I consider the following update rule for a random walk $\{X_{t}\}_{t \geq 0}$ on the hypercube $\{0,1\}^{n}$:
At each time step, I sample $I \in \{1,2,\ldots,n\}$ uniformly at random and $U \sim Bernoulli(p_{n})$, then I update $X_{t+1}[I] = U$ (and keep $X_{t+1}[i] = X_{t}[i]$ for $i \neq I$).
In the special case that $p_{n} \equiv 0.5$, this is intended to be the "usual" nearest-neighbour simple random walk on the hypercube $\{0,1\}^{n}$.
I recall two well-known facts about this walk, both of which are proved in e.g. Chapter 5 of the book of David Aldous and James Fill:
The expected hitting time of $(0,0,0,...,0)$ from $(1,1,...,1)$ is on the order of 1 divided by the stationary measure of the point $(1,1,...,1)$ (in particular, it is much smaller than the naive $O(2^{n} n \log(n))$ bound one gets by just thinking about mixing times).

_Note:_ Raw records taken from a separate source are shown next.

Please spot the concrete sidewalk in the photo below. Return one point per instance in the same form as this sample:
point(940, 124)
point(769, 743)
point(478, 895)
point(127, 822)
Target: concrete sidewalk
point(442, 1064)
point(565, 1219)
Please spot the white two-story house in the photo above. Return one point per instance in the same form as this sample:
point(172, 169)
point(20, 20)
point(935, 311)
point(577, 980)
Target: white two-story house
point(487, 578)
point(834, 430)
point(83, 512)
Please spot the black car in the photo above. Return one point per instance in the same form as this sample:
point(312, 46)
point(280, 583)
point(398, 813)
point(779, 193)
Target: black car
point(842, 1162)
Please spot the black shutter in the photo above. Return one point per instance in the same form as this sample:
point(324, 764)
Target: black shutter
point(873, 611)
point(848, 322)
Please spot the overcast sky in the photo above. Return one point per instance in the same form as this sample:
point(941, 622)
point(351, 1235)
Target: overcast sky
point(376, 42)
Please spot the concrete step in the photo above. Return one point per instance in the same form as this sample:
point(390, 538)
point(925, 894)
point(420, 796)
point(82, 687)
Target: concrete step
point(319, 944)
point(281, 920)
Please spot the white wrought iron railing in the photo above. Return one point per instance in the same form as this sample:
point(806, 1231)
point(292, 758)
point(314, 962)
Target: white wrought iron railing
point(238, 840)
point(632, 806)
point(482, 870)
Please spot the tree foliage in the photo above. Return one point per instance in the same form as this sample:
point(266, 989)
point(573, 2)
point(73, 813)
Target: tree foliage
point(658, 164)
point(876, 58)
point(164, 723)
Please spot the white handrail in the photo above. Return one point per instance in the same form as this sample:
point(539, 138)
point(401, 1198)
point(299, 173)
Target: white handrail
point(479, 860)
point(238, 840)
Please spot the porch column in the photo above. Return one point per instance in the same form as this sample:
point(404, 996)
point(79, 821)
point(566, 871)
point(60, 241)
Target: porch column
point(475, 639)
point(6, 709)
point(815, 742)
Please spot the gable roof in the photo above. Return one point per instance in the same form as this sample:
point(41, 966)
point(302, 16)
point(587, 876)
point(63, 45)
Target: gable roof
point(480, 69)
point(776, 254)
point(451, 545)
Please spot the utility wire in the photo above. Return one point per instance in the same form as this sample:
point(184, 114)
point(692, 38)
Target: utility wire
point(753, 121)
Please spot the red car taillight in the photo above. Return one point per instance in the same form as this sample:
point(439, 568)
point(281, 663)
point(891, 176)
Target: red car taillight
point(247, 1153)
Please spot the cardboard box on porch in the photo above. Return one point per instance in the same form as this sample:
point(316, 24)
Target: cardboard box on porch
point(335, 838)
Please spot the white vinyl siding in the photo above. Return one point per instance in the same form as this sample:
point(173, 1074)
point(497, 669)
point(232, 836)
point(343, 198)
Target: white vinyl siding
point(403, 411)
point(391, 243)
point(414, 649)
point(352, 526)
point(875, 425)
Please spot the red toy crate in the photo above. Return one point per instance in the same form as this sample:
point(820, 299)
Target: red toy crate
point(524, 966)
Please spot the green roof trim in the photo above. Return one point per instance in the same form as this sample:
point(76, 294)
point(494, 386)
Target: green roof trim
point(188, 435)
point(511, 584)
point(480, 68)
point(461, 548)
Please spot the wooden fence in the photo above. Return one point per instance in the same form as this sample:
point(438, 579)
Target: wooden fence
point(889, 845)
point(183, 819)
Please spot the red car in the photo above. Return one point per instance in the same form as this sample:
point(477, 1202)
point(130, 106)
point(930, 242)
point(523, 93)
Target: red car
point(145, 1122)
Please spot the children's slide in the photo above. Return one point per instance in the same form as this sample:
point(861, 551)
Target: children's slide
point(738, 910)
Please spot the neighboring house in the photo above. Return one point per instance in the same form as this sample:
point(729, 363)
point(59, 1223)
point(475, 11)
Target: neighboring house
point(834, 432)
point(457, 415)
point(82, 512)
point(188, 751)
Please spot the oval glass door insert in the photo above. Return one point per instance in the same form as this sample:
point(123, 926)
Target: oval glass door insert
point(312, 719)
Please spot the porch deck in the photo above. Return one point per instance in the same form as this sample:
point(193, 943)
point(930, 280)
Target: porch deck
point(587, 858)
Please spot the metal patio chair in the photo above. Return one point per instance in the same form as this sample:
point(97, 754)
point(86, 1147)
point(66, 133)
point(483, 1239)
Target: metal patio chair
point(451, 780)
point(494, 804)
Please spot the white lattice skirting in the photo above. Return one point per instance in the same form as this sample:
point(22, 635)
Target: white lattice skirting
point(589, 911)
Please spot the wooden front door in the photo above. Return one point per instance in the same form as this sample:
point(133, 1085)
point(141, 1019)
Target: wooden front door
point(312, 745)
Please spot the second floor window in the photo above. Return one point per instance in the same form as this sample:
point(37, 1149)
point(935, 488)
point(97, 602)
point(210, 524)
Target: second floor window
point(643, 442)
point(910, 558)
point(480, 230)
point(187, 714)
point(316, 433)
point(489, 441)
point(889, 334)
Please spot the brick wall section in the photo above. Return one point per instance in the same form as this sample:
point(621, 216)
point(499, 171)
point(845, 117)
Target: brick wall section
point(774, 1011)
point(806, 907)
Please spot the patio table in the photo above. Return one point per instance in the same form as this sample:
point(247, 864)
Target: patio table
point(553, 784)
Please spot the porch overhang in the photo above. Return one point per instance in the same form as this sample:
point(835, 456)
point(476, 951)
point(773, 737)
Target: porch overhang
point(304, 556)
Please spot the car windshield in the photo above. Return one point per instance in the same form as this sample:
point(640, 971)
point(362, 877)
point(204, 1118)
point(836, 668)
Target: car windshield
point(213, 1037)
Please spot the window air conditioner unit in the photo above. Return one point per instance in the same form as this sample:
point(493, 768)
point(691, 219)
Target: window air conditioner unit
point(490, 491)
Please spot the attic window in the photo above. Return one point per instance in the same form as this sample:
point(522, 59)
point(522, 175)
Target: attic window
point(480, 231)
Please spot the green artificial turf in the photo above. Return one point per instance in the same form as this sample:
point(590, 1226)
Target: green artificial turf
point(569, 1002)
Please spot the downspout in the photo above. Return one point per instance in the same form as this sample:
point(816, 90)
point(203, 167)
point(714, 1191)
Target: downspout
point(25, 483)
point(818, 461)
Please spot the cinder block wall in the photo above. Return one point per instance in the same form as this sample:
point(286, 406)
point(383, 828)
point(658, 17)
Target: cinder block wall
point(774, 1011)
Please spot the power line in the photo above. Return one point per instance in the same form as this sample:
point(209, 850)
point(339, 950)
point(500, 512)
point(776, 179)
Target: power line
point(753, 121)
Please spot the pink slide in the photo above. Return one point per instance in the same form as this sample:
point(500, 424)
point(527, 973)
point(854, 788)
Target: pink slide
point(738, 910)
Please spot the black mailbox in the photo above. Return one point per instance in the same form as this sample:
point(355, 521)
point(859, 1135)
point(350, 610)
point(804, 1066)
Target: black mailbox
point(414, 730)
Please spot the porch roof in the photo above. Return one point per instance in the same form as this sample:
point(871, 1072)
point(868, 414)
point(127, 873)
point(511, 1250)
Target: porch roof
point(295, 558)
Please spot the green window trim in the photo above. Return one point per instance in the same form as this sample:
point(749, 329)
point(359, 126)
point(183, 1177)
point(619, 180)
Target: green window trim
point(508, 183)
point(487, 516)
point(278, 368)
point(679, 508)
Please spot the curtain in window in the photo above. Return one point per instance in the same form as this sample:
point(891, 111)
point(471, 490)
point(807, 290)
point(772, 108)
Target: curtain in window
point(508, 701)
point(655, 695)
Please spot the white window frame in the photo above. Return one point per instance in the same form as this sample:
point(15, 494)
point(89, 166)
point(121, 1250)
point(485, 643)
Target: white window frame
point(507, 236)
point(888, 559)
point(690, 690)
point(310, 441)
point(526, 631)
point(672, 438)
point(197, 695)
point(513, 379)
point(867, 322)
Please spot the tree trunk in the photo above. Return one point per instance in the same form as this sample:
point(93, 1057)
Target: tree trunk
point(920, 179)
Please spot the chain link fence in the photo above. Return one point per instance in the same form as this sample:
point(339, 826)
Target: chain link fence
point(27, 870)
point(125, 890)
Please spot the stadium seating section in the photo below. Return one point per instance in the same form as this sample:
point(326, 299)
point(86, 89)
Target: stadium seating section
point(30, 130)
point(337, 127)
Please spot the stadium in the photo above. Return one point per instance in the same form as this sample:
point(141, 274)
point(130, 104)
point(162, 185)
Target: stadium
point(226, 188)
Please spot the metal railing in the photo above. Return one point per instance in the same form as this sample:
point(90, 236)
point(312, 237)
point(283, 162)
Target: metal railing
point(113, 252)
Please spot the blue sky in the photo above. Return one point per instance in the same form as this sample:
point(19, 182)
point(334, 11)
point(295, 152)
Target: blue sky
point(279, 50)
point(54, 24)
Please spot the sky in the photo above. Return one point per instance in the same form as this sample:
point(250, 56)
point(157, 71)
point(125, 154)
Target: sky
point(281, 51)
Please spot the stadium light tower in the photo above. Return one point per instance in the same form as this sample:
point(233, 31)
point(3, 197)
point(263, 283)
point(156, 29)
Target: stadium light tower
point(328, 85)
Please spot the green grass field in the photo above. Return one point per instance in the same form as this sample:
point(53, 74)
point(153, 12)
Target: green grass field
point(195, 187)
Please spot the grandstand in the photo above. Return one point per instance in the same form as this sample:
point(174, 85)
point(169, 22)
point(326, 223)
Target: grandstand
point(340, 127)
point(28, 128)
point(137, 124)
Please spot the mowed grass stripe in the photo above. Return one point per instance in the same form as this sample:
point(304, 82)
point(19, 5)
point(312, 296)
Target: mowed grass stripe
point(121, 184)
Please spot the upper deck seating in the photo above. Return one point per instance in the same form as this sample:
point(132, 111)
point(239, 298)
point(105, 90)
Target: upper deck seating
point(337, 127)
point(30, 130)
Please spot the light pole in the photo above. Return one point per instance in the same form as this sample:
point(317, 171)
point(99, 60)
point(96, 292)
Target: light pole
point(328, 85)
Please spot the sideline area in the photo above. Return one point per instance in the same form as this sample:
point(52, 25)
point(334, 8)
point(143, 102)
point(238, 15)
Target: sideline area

If you start at $(0,0,...,0)$, the probability that the return time is "large" (e.g. bigger than $n^{2}$) is bounded away from 0 uniformly in $n$.
I would like to know: roughly how far from $0$ or $1$ does $p_{n}$ have to be for these facts to remain true? My guess is that the answer to this is well-known, but I don't know a nice reference or a "nice" way to grind through the calculations.
Note that if e.g. $p_{n} = n^{-3}$, then both of these fail: the expected hitting time is about $n$ (which is much bigger than 1 over the stationary measure) and the return time is almost always $O(1)$ steps (which is much smaller than $n^{2}$).